Re: Motel 77: Cris & Sam
Cris hadn't wanted to get into it in the cab, to carry the fragile thread of webbed words up through the lobby, in the elevator and beyond. It hadn't occurred to him that it would be taken bad, but he wasn't thinking that good—he was focusing on keeping stuff together 'til they got behind that door, and for a minute, for two minutes, that eclipsed his devotion to Sam, 'cause in the long-run, she'd be better served that way. Or so he thought.—He realized his mistake when she got so quiet in his arms, it was a dearth, a lack worse than anything he felt in that lighthouse, but it was too late to bother breaking it. Up the shafta elevator and into the room, and he stood, wet in arterial shirt and jeans so dark they looked black, and he watched the girl move dreamy through the brighter space, spinning away from his touch like a moonbeam'd moth no longer in love with light.—She was pale, blancheda any color, any kinda life she normally had in cheeks, just blue-veined, purple-busted, and red-eyed as she seemed to wander, turning the TV on loud, and going to the window that opened the city up below them, too big to fit in the palma your hand, but too small to feel like you were a parta it from here.
He took off his shirt, the air in the room leaching it cold. He removed his gun, his belt, his shoes, and he listened to Sam's voice carry in dulled English back to him through the late-night Spanish.
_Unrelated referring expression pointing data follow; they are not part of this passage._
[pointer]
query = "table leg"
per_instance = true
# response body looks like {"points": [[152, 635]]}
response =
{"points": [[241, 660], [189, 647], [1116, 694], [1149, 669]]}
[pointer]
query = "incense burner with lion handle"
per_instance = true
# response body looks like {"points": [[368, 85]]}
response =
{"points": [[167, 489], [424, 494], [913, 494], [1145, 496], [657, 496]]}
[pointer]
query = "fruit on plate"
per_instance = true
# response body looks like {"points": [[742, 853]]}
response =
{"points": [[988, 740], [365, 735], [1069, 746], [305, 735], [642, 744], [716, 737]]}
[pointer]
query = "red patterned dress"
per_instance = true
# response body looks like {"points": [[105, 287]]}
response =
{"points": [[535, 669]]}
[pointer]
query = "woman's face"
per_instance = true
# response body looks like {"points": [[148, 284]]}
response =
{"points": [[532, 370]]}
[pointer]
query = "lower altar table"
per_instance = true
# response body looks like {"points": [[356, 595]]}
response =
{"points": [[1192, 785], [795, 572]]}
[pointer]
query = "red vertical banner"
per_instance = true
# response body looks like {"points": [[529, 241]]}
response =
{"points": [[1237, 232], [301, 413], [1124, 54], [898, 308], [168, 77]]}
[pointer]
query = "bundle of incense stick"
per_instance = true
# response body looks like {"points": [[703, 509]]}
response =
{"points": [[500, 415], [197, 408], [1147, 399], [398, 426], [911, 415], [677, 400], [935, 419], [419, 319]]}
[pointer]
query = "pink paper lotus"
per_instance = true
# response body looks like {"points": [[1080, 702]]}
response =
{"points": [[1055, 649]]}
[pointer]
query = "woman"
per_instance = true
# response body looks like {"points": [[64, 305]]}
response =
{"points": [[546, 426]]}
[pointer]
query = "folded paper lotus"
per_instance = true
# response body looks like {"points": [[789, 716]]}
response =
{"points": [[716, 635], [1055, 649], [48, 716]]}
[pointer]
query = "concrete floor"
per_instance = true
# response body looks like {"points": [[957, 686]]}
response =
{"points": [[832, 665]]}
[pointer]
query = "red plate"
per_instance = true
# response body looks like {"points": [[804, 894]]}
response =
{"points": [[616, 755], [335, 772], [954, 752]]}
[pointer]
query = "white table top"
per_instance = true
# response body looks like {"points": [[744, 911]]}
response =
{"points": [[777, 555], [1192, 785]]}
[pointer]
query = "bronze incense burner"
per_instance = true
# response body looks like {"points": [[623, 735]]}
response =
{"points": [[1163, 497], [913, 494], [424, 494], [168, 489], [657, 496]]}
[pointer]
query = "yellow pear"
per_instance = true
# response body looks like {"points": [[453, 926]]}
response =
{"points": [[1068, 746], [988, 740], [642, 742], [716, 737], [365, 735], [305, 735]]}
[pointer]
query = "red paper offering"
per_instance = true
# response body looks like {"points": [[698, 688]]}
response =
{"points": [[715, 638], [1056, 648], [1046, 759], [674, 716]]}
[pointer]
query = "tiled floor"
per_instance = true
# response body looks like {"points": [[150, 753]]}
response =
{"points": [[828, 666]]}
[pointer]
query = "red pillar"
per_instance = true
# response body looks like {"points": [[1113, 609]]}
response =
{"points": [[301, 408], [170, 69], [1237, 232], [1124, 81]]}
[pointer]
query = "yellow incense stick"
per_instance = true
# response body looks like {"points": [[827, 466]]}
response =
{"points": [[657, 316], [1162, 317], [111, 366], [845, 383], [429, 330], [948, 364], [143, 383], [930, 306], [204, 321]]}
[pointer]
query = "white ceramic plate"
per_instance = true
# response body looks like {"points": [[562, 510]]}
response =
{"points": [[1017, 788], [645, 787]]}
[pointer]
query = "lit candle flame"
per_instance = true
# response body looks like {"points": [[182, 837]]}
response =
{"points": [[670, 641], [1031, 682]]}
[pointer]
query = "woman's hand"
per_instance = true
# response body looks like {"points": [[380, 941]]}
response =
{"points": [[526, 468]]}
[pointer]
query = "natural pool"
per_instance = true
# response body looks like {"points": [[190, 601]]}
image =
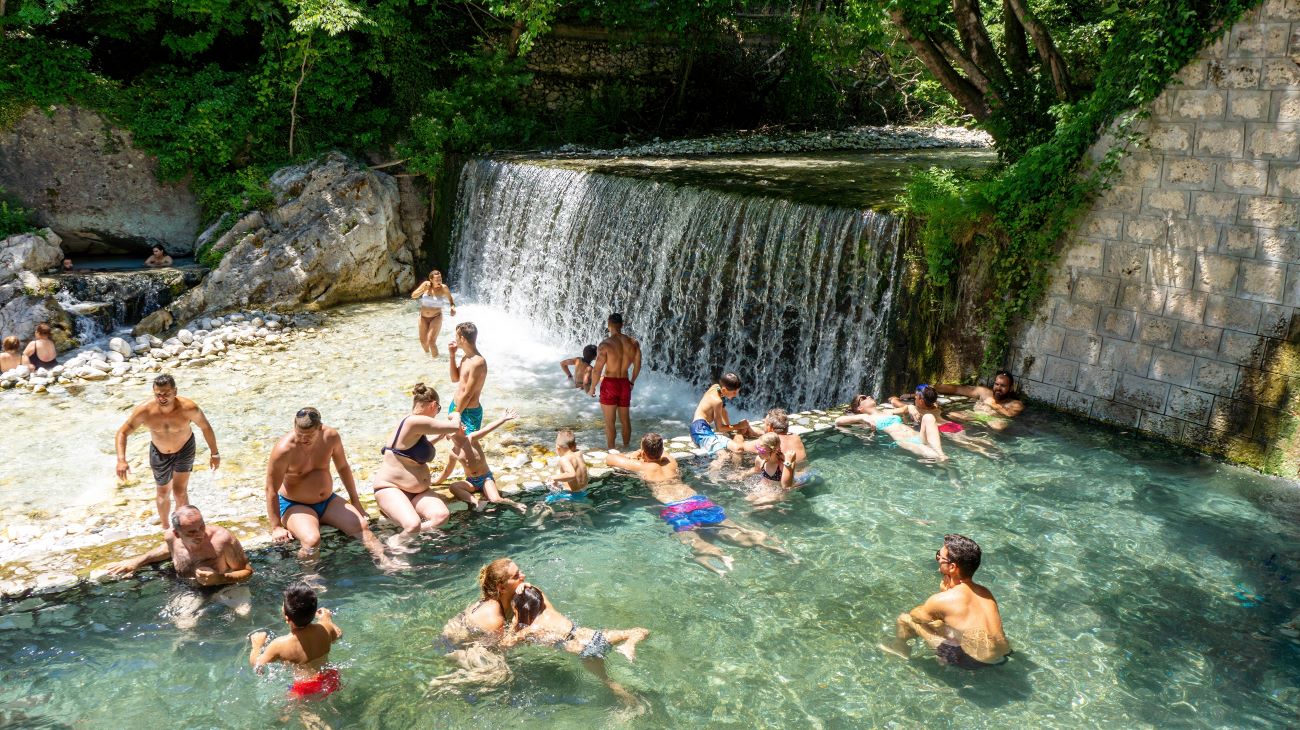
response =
{"points": [[1140, 586]]}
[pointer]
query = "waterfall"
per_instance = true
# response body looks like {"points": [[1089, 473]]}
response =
{"points": [[794, 298]]}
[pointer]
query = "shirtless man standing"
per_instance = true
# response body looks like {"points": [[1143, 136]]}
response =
{"points": [[995, 405], [614, 357], [207, 555], [685, 509], [471, 373], [168, 418], [961, 622], [300, 491]]}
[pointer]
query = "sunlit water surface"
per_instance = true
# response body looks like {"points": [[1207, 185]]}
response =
{"points": [[1140, 586]]}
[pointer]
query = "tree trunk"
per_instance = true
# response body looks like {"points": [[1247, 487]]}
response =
{"points": [[1013, 38], [966, 94], [1047, 50], [979, 48]]}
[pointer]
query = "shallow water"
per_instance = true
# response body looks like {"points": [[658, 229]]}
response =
{"points": [[1116, 561]]}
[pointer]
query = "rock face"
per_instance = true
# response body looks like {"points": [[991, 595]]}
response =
{"points": [[334, 237], [85, 181]]}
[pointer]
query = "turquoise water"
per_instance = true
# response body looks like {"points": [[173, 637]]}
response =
{"points": [[1116, 561]]}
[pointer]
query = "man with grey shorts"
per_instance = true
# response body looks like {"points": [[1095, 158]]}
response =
{"points": [[168, 417]]}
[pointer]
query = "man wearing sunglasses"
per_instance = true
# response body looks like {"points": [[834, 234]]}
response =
{"points": [[961, 622]]}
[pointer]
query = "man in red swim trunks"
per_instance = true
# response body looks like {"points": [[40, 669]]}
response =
{"points": [[306, 647], [614, 357]]}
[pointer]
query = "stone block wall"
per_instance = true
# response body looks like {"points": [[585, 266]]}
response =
{"points": [[1175, 307]]}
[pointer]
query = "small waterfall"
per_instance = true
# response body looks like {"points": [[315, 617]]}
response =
{"points": [[794, 298]]}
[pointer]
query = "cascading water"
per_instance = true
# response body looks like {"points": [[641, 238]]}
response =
{"points": [[794, 298]]}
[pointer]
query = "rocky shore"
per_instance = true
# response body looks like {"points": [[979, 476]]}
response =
{"points": [[755, 143]]}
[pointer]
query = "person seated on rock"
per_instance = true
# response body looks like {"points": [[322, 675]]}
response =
{"points": [[40, 352], [157, 259], [479, 477], [208, 556], [581, 374], [12, 355]]}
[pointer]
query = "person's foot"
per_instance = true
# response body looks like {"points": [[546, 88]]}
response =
{"points": [[897, 648], [628, 648]]}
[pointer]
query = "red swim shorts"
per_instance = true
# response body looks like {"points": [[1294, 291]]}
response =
{"points": [[616, 391], [316, 687]]}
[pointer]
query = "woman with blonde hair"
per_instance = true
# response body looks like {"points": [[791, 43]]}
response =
{"points": [[433, 295], [403, 482]]}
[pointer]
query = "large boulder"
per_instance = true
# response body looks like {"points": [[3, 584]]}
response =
{"points": [[29, 252], [82, 178], [334, 237]]}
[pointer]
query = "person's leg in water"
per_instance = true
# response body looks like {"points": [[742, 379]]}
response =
{"points": [[906, 629], [342, 516]]}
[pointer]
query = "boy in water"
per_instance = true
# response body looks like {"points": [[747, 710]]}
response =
{"points": [[306, 647], [479, 477], [571, 477]]}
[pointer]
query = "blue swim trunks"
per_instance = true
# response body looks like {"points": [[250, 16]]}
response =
{"points": [[472, 418], [703, 437], [319, 507], [564, 495], [692, 513]]}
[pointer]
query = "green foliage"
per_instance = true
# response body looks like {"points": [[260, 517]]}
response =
{"points": [[1026, 209]]}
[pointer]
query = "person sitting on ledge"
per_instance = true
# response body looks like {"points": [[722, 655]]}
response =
{"points": [[12, 355], [157, 259], [995, 405], [961, 622], [306, 648], [207, 555], [40, 352]]}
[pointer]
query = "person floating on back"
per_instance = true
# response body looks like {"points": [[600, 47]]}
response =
{"points": [[306, 648], [580, 377], [618, 363], [469, 374], [961, 622], [711, 418]]}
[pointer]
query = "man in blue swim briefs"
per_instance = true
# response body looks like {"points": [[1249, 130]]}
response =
{"points": [[961, 622], [469, 374], [711, 420], [687, 511], [300, 490]]}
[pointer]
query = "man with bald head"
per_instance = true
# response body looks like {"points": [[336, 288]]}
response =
{"points": [[208, 556]]}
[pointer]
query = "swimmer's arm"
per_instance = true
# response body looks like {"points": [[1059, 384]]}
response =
{"points": [[602, 353], [345, 473]]}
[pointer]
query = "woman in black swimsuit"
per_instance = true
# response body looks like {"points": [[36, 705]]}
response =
{"points": [[403, 478], [40, 352]]}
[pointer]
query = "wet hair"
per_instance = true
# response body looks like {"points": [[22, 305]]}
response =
{"points": [[423, 394], [307, 418], [299, 604], [778, 420], [528, 605], [651, 444], [469, 331], [492, 576], [567, 439], [185, 512], [963, 553]]}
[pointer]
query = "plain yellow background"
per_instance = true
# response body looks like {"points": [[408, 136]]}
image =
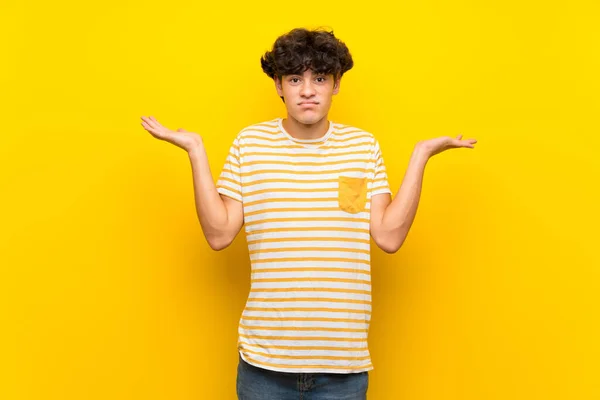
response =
{"points": [[108, 289]]}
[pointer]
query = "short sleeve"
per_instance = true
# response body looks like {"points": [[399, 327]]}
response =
{"points": [[380, 181], [230, 182]]}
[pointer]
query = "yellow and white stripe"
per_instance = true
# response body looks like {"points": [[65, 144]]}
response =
{"points": [[309, 306]]}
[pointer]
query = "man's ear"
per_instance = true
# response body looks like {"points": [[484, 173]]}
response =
{"points": [[278, 86], [336, 85]]}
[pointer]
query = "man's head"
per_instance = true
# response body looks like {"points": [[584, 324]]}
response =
{"points": [[307, 67]]}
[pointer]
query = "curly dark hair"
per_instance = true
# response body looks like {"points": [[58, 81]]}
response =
{"points": [[302, 49]]}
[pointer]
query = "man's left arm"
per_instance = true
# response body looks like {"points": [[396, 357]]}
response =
{"points": [[391, 220]]}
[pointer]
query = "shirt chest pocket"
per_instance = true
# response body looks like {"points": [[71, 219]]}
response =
{"points": [[352, 194]]}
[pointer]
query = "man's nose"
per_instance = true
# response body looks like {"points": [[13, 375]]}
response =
{"points": [[307, 89]]}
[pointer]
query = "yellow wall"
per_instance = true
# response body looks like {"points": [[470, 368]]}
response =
{"points": [[108, 289]]}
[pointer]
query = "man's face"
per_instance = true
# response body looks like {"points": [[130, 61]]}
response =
{"points": [[307, 96]]}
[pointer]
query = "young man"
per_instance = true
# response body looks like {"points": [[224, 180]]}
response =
{"points": [[311, 193]]}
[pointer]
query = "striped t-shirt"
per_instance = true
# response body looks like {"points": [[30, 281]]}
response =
{"points": [[306, 214]]}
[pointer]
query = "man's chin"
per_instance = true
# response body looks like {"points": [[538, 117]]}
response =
{"points": [[308, 119]]}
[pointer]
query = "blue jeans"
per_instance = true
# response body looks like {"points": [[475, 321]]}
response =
{"points": [[254, 383]]}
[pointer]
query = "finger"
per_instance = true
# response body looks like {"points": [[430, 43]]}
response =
{"points": [[150, 122], [156, 122]]}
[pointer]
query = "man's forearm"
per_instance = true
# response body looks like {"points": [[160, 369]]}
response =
{"points": [[210, 208], [400, 213]]}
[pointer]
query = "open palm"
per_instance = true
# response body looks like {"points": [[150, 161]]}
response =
{"points": [[180, 138], [443, 143]]}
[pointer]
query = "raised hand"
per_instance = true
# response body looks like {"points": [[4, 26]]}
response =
{"points": [[180, 138], [443, 143]]}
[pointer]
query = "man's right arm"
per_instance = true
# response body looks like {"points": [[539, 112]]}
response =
{"points": [[221, 217]]}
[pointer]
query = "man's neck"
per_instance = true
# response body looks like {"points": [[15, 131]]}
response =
{"points": [[301, 131]]}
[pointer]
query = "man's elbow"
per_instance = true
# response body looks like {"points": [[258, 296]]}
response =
{"points": [[218, 243], [389, 244], [390, 248]]}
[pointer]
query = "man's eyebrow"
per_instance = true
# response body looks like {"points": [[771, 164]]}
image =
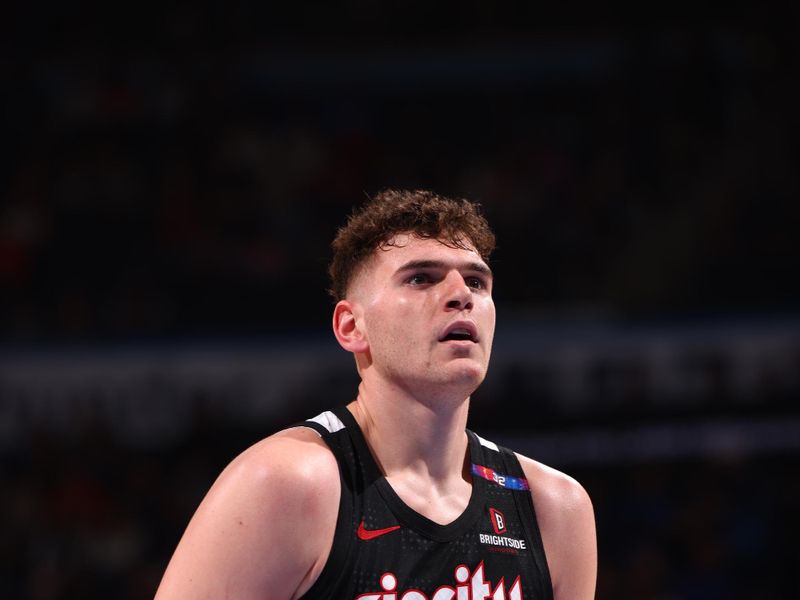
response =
{"points": [[438, 264]]}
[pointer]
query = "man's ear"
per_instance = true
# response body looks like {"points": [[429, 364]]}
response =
{"points": [[346, 327]]}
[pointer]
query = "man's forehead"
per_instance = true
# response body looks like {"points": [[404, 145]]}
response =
{"points": [[414, 243]]}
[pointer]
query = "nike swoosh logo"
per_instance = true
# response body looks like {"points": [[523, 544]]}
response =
{"points": [[371, 534]]}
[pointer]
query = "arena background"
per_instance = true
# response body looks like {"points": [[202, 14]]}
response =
{"points": [[171, 178]]}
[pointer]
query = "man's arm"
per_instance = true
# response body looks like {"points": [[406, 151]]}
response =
{"points": [[265, 528], [566, 520]]}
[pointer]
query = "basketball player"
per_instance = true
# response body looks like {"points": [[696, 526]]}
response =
{"points": [[391, 497]]}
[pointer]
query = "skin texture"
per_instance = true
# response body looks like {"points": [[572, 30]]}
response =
{"points": [[266, 526]]}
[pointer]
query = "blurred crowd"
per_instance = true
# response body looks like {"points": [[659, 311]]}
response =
{"points": [[190, 183]]}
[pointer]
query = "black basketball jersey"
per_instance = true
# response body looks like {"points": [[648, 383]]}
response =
{"points": [[384, 550]]}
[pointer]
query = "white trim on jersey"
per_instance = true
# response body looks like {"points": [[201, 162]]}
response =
{"points": [[488, 444], [329, 421]]}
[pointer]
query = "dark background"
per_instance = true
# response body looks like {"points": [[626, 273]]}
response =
{"points": [[171, 178]]}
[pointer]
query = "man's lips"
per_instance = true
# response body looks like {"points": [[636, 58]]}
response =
{"points": [[460, 331]]}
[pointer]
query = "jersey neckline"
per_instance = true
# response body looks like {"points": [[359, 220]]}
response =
{"points": [[406, 515]]}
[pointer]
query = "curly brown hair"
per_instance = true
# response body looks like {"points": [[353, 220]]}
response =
{"points": [[455, 222]]}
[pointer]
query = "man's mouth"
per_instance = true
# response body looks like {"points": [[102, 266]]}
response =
{"points": [[461, 333]]}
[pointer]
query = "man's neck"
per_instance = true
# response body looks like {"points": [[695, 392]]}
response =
{"points": [[409, 434]]}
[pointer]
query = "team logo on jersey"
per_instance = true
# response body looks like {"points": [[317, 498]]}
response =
{"points": [[498, 521], [469, 586], [498, 541], [370, 534]]}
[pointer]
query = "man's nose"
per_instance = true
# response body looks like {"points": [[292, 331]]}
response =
{"points": [[458, 293]]}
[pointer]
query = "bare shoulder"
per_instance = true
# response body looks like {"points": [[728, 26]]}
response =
{"points": [[266, 525], [565, 516]]}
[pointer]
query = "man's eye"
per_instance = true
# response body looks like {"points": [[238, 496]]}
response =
{"points": [[418, 279], [475, 283]]}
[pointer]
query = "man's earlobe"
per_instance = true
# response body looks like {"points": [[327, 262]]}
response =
{"points": [[346, 328]]}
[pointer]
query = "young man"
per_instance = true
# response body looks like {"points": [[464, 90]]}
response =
{"points": [[391, 498]]}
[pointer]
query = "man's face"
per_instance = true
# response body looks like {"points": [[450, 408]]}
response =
{"points": [[427, 312]]}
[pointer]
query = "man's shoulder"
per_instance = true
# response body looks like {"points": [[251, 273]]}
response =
{"points": [[565, 517], [266, 525], [295, 457], [551, 486]]}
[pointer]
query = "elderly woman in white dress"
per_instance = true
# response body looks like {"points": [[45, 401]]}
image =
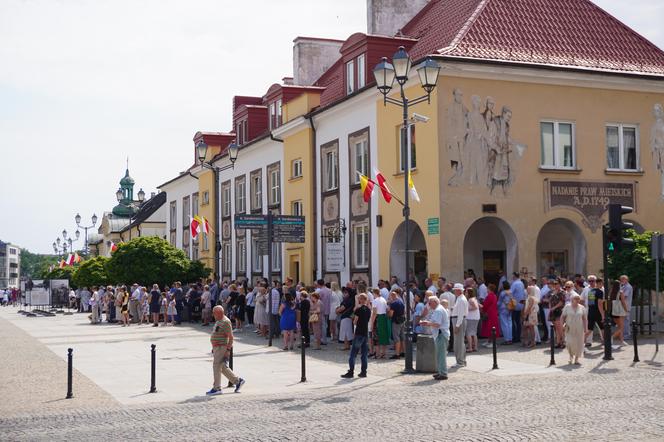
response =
{"points": [[575, 321]]}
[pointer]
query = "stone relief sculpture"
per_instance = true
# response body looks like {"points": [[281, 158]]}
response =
{"points": [[657, 143], [457, 130], [479, 144]]}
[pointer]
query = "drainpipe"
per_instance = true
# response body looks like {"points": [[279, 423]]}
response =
{"points": [[310, 117]]}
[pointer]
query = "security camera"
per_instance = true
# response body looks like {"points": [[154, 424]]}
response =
{"points": [[420, 118]]}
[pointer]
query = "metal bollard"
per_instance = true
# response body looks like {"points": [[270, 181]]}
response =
{"points": [[230, 364], [495, 348], [153, 373], [70, 372], [303, 361], [635, 330], [553, 346]]}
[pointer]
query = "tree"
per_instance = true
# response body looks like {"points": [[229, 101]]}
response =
{"points": [[92, 272], [150, 260], [637, 263]]}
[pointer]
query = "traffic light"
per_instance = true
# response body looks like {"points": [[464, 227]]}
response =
{"points": [[615, 234]]}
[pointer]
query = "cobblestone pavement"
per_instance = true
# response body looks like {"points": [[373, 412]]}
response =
{"points": [[559, 407]]}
And when he'd done alla that, he walked to her, shaking his head, milky dropletsa cold shower water sliding down the backa his neck, between shoulder muscles and down the laddera his spine like fingersa death reaching for his heart and missing.
"Hey." He tucked his nose to the sidea her skull, hair matted close to it, and he came up behind Sam, putting his hands on her as he always did, low to her waist, bringing her into the cleavea heavy, dark arms. "Mami, you know who you're talkin' to? Look—" He showed her his knuckles, the ones pulverized to hamburger, ribboned in reflection, and covered with a non-dominant's hand lesser skill in antiseptic white, and he twisted his hand at the wrist until his palm showed, where the tape met on lifelines. "I shouldn'tna done it either. But you don't gotta apologize to me." He didn't voice his opinion that the redhead deserved it. That he was so conflicted insidea himself, in ugly tanglea guts, over the desire in him that bubbled up hot and metallic to see violence done to her, and his own morals that made him sick at the prospect.
Cris swallowed hard, audible.
"You're not what she said, just 'cause she said it." The guy stood at Sam's back, his stomach to her spine, his chest, and he let his touch spray upward in star-blow of fingers, up her throat, to her jaw, his skin warm on hers. He pressed back on the bone that, to get her to put her head back against his shoulder and look up. "Dirty little drug addict. That's not you, baby." Black lashes low, he stared at the girl, 'cause he couldn't offer her much right now. Not as much as he wanted to be able to. He could be solid, but he wasn't sure that was what she needed most. "I don't think you were wrong," he admitted without husha confessional. "I think she's onea the most selfish people I ever met, and I think sometimes, there's no other way to get through to 'em." Like his padre. "Maybe that's messed up, but it's messed up to act like they do. It's messed up to go get drunk when you're with a recovering alcoholic.—That gringa, she likes people to think she's somethin' she's not. A victim. But, prometo, no one sees her that way but herself, mami. You didn't make nothin' worse." He took a deep breath. "If it'd been me, I prolly wouldn'tna stopped hittin' her, huh?"